Assisting an F1 team … from a distance

© Mercedes

© Mercedes


In order to reach such a high level of sophistication in terms of strategy, engineers in the ops room need to follow a meticulously laid out plan.

On Friday night, they start analysing all the relevant free practice data, using advanced and bespoke software that has been designed by mathematicians specialising in probability. Taking into account lap times, tyre wear, pit stop time, and time from pit entry to pit exit, they come up with the optimum number of pit stops for the race… if there was no traffic: this first simulation yields an ideal but theoretical proposal.

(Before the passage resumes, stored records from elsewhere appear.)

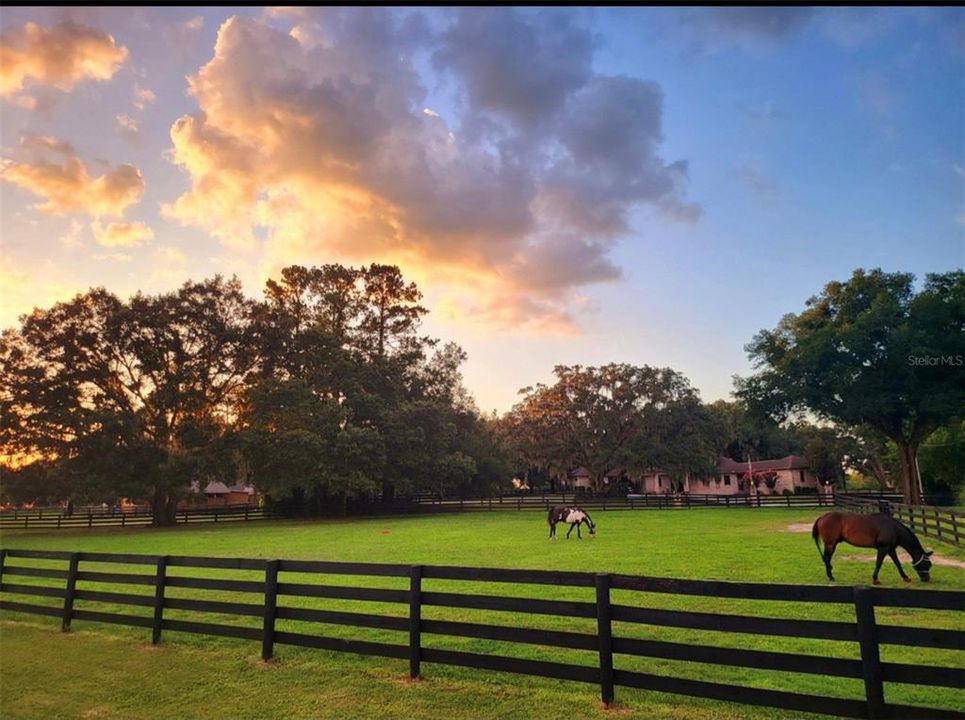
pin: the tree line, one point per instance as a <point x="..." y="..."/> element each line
<point x="324" y="392"/>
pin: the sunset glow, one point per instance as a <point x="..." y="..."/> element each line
<point x="645" y="185"/>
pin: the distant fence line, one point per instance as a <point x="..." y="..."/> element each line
<point x="284" y="580"/>
<point x="47" y="519"/>
<point x="656" y="501"/>
<point x="938" y="523"/>
<point x="95" y="516"/>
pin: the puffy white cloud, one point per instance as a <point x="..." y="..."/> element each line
<point x="66" y="186"/>
<point x="130" y="234"/>
<point x="143" y="97"/>
<point x="60" y="56"/>
<point x="317" y="143"/>
<point x="127" y="125"/>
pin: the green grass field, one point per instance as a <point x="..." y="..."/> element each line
<point x="107" y="671"/>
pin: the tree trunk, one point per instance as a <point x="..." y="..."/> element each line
<point x="163" y="509"/>
<point x="910" y="487"/>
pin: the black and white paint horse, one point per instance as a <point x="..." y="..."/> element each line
<point x="574" y="516"/>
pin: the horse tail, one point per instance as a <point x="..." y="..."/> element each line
<point x="814" y="535"/>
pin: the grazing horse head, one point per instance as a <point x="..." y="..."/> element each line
<point x="923" y="566"/>
<point x="878" y="531"/>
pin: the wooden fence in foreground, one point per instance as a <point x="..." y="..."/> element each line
<point x="938" y="523"/>
<point x="280" y="581"/>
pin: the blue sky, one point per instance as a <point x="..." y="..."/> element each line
<point x="578" y="186"/>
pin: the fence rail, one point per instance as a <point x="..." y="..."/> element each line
<point x="938" y="523"/>
<point x="55" y="519"/>
<point x="283" y="581"/>
<point x="655" y="501"/>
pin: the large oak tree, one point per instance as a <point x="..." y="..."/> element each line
<point x="869" y="351"/>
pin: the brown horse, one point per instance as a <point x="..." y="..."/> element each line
<point x="878" y="531"/>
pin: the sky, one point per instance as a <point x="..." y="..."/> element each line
<point x="649" y="186"/>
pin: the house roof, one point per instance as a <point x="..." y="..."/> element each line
<point x="791" y="462"/>
<point x="216" y="488"/>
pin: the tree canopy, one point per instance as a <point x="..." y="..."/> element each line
<point x="869" y="352"/>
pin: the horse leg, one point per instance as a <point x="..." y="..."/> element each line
<point x="881" y="556"/>
<point x="894" y="556"/>
<point x="828" y="552"/>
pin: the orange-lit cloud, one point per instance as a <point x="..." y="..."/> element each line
<point x="67" y="186"/>
<point x="22" y="291"/>
<point x="316" y="145"/>
<point x="60" y="56"/>
<point x="131" y="234"/>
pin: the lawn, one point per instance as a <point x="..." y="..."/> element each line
<point x="113" y="672"/>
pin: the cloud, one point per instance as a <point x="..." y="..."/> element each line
<point x="66" y="186"/>
<point x="25" y="289"/>
<point x="131" y="234"/>
<point x="71" y="239"/>
<point x="327" y="148"/>
<point x="60" y="56"/>
<point x="753" y="176"/>
<point x="127" y="125"/>
<point x="143" y="97"/>
<point x="750" y="21"/>
<point x="750" y="28"/>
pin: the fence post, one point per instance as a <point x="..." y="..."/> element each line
<point x="160" y="578"/>
<point x="271" y="606"/>
<point x="870" y="658"/>
<point x="415" y="620"/>
<point x="71" y="590"/>
<point x="605" y="635"/>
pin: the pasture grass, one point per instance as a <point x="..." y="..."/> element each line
<point x="752" y="545"/>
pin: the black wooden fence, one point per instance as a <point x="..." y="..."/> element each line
<point x="55" y="519"/>
<point x="939" y="523"/>
<point x="649" y="501"/>
<point x="280" y="581"/>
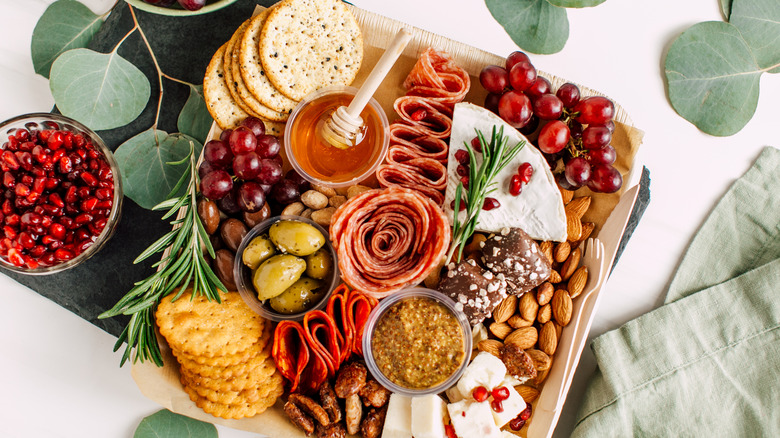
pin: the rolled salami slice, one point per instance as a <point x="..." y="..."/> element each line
<point x="387" y="239"/>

Saturday’s qualifying times add new factors to the equation, with engineers deducing their rivals’ average speed and trying to find when they will stop. On Sunday, they are adjusting their simulations in real time, lap by lap, depending on race events, traffic, tyre wear, track conditions, etc.

The rationale behind the process is to objectivise decision-making instead of relying solely on intuition and rough calculations. Now, that’s theory. Reality shows that data are not always sufficient to make the right call, as highlighted by Lewis Hamilton’s unnecessary pit stop under the Safety Car at Monaco last year, which cost the future triple world champion a sure win.

“We believed we could make a free stop to cover risk of cars behind on Super Soft [tyres],” Mercedes motorsport boss Toto Wolff explained in the aftermath of the blunder. “Unfortunately our data was wrong.

“You need the right balance between data and gut feeling. Our tools told us we had the gap but they were wrong.

“Under the Safety Car you need 12 seconds gap to maintain position. Our system showed us that we had that gap.”